TRAINING – CAPCOA sponsors numerous training opportunities throughout the year in order to provide local district staff and industry with the latest information on air pollution control techniques.

INFORMATION – Through its website, social media presence, and its Public Outreach Committee, provides a wealth of material to the general public. The Association actively promotes public health.

COORDINATION – CAPCOA meets regularly with federal and state air quality officials to develop statewide rules and policies to ensure consistent application of air pollution laws and regulations. Close coordination is also maintained with the regulated community, environmental advocacy groups, and the communities that the air districts serve.

LEGISLATION – CAPCOA actively participates in the development and implementation of air quality bills that speed progress toward healthful air quality, reduce costs, and streamline air quality laws.

Local Air Districts

California law established thirty-five local air pollution control districts in California. These range from small, single county districts such as Lassen, to multi-county agencies such as the San Joaquin Valley, Bay Area and South Coast air districts. Districts provide expertise and knowledge of local conditions and needs to address local and regional air pollution. They are governed by Boards consisting primarily of elected officials, and are staffed by engineers, planners, attorneys, inspectors, meteorologists, chemists, and technicians. Air districts are responsible for control of stationary sources of emissions, while mobile source emissions are controlled by state and federal regulations. Additionally, air districts have the authority to implement control measures which affect transportation sources, including automobiles. Air district activities are closely coordinated with state and federal agency activities to holistically address air pollution.

Current Air Issues

Despite significant progress realized over decades of hard work, California continues to face some of the worst air quality in the nation. Our growing population of over 39 million residents and the fact our economy is the fifth largest in the world makes this a special challenge.

CAPCOA and its members are meeting these issues head-on by working with specialized task forces and work groups, participating actively in the legislative process, and continuing to coordinate local efforts with those of state and federal air agencies. Our goal is to protect public health while ensuring control measures promote equity as well as maintain economic vitality.

What Local Air Districts Do

EMISSIONS CONTROL – Districts adopt cost-effective rules to limit harmful emissions from commercial and industrial facilities.

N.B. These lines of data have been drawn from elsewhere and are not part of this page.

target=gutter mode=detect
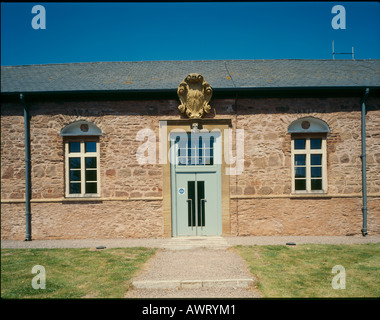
[360,88,369,237]
[20,93,32,241]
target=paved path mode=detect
[1,235,380,249]
[1,235,380,298]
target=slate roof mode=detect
[1,60,380,94]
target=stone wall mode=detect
[1,98,380,239]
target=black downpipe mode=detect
[20,93,32,241]
[360,88,369,237]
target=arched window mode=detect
[288,117,330,194]
[61,120,102,198]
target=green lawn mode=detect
[1,248,155,299]
[235,243,380,298]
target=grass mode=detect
[1,248,155,299]
[235,243,380,298]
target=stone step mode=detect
[132,278,254,289]
[162,237,230,250]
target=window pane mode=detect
[70,170,80,182]
[86,182,97,193]
[294,154,306,166]
[69,158,80,169]
[310,139,322,149]
[69,142,80,153]
[311,179,322,190]
[70,183,81,193]
[294,139,306,150]
[310,154,322,166]
[295,167,306,178]
[311,167,322,178]
[86,157,96,169]
[86,170,96,181]
[295,179,306,190]
[85,142,96,152]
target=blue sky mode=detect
[1,2,380,65]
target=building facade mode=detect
[1,60,380,240]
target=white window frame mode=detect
[65,137,100,198]
[291,134,327,194]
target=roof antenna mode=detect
[333,40,355,60]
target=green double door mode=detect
[171,133,222,236]
[173,172,221,236]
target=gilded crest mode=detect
[177,73,212,119]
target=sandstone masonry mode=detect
[1,97,380,240]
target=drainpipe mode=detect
[360,88,369,237]
[20,93,32,241]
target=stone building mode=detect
[1,60,380,240]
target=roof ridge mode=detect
[1,59,380,68]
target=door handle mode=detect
[200,199,207,227]
[186,199,194,229]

MONITORING – In coordination with our state and federal partners, air districts operate a sophisticated and extensive network of monitors to measure daily ambient concentrations of pollutants in a local area.

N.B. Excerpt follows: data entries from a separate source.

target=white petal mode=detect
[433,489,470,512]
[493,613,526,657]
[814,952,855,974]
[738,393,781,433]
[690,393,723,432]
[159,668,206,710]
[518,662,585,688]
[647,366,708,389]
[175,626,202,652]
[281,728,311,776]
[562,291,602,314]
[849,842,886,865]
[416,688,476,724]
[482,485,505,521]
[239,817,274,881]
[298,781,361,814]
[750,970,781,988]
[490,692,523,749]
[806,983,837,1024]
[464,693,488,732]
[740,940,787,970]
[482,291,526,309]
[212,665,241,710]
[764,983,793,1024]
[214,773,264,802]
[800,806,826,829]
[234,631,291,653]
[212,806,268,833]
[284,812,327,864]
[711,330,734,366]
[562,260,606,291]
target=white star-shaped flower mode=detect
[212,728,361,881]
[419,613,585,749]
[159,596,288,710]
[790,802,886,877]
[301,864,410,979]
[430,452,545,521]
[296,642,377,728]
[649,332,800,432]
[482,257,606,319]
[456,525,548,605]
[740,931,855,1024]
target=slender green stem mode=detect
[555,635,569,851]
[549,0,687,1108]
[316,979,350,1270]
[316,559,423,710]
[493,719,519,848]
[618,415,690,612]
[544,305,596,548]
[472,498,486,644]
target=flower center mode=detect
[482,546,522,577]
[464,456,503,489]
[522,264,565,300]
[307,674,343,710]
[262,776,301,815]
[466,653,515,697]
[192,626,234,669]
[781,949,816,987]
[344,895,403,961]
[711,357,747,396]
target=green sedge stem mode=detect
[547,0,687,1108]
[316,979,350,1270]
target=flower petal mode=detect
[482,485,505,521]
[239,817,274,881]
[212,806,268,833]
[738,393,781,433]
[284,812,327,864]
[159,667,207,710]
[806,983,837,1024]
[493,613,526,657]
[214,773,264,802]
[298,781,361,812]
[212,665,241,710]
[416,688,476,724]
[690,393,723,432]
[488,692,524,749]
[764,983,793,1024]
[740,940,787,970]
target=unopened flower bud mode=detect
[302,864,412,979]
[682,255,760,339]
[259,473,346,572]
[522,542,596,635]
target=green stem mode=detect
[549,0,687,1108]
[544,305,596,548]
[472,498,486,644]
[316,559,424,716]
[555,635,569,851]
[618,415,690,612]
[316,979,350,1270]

COMPLIANCE – Tens of thousands of sources of air pollution are inspected on a regular basis statewide to assure compliance with local, state and federal regulations. Assistance programs are set up to help business comply.

PERMITTING – Operating conditions and emissions data are reviewed to ensure that regulations are implemented in a timely and environmentally sound manner. Special permit assistance is available to businesses.

COMPLAINTS – Citizen complaints are promptly and thoroughly investigated by district personnel to make sure public health is being adequately protected.

PLANNING & RESEARCH – Districts must look ahead to identify future needs to meet state and federal mandates. Research projects are conducted to find new technologies, such as alternative fuels and energy sources, which support our efforts.

OUTREACH – Districts have established outreach programs, including business assistance programs designed to help the business community understand and more easily comply with applicable regulations, and to provide businesses with technical, financial, and administrative assistance. Many districts have school and community outreach programs to educate children and adults about air quality and what we can do to keep our air clean.